Re: Intermittent bug with asyncio and MS Edge

2020-03-23 Thread Frank Millman

On 2020-03-22 12:11 PM, Chris Angelico wrote:

On Sun, Mar 22, 2020 at 8:30 PM Frank Millman  wrote:


On 2020-03-22 10:45 AM, Chris Angelico wrote:


If you can recreate the problem with a single socket and multiple
requests, that would be extremely helpful. I also think it's highly
likely that this is the case.



I am working on a stripped-down version, but I realise there are a few 
things I have not grasped.


Hope you don't mind, but can you scan through what follows and tell me 
if I am on the right lines?


Both the client and the server can send a header with 'Keep-alive', but 
what does it actually mean?


If the client sends it, does that mean that it wants the server to keep 
the connection open, and only close it when the client closes it from 
the other end?


Conversely, if the server sends it, does it mean that it wants the 
client to keep the connection open? If so, under what condition would 
the server close the connection (other than a timeout). Should the 
server only send 'Keep-alive' if it receives 'Keep-alive'?


In my program, when I send a file in response to a GET, I send a header 
with 'Keep-alive', then I send the file, then I close the connection. 
This now seems wrong. It could even be the cause of my bug, but then why 
has it only appeared now? Both Edge and Chrome send 'Keep-alive' headers.


If I am thinking along the right lines, then the exchange should go like 
this -


Client sends request, with 'Keep-alive' header.

Server sends response, but does not close the connection. The server 
should reply with a 'Keep-alive' header. If it does not, the client will 
close the connection, in which case the server will also close.


Assuming that they both send 'Keep-alive', the onus is on the client to 
close the connection when it has no more requests. The server should 
have a timeout in case the client goes away.

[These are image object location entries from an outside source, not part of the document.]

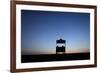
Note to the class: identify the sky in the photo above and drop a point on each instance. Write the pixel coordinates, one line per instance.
(41, 29)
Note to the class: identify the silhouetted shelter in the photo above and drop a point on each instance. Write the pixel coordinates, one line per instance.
(60, 49)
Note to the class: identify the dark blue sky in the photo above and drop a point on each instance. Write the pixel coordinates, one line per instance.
(41, 29)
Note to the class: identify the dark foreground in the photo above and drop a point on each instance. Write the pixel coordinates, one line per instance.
(54, 57)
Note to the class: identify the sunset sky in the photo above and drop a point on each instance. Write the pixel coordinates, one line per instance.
(41, 29)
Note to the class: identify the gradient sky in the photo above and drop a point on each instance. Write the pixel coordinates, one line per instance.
(41, 29)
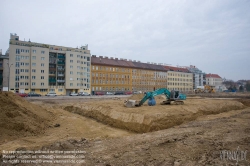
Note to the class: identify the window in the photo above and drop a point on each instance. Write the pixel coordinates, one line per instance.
(17, 64)
(17, 57)
(17, 51)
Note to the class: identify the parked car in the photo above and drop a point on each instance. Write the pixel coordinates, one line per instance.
(22, 94)
(73, 94)
(33, 94)
(51, 94)
(118, 93)
(99, 93)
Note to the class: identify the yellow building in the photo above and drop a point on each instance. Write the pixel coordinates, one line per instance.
(113, 74)
(179, 79)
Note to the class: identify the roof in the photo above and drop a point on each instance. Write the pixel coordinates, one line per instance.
(212, 76)
(125, 63)
(171, 68)
(133, 64)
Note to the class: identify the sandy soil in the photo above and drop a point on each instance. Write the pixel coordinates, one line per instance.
(191, 134)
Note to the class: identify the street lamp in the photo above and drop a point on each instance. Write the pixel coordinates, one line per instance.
(9, 76)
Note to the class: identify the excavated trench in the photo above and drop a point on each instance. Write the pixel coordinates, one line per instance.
(146, 119)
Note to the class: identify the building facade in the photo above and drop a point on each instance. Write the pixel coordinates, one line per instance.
(42, 68)
(113, 74)
(179, 79)
(214, 80)
(4, 71)
(199, 77)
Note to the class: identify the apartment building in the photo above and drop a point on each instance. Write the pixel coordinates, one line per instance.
(42, 68)
(113, 74)
(179, 79)
(214, 80)
(199, 77)
(4, 71)
(110, 75)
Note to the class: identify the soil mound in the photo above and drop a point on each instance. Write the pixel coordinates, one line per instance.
(20, 118)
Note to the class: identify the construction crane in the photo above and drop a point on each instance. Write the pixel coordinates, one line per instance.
(174, 96)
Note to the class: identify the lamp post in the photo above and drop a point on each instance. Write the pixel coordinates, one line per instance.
(9, 76)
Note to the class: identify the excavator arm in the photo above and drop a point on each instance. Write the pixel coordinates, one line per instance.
(174, 96)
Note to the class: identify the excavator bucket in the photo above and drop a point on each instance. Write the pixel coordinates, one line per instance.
(131, 103)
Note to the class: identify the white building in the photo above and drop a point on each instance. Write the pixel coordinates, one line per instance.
(42, 68)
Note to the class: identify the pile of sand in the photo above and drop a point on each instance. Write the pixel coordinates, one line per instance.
(20, 118)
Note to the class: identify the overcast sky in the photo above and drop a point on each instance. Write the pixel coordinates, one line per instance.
(213, 35)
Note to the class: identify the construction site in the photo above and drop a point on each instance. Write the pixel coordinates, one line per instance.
(196, 132)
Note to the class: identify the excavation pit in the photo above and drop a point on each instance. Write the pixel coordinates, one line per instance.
(151, 118)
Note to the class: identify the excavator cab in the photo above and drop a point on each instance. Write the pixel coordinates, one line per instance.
(173, 97)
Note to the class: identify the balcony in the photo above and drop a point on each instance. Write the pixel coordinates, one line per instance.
(60, 63)
(52, 69)
(60, 69)
(52, 74)
(61, 57)
(52, 81)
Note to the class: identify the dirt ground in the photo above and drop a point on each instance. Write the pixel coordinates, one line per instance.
(195, 133)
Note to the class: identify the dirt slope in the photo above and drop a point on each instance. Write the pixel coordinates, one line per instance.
(20, 118)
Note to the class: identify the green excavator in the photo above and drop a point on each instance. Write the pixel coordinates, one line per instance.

Assuming that the above is correct, the client will rely on 
'Content-length' to determine when it has received the entire request. 
If the client has more than one request, it will send the first, wait 
for the response, when fully received as per the 'Content-length' it 
will send the next one, until all requests have been sent and all 
responses received, at which point it will close the connection.


All this assumes only one connection. Alternatively the client could 
open multiple connections for the requests. In that case it would make 
sense to use 'Connection: Close', so that the server can close the 
connection straight away, making it available for reuse.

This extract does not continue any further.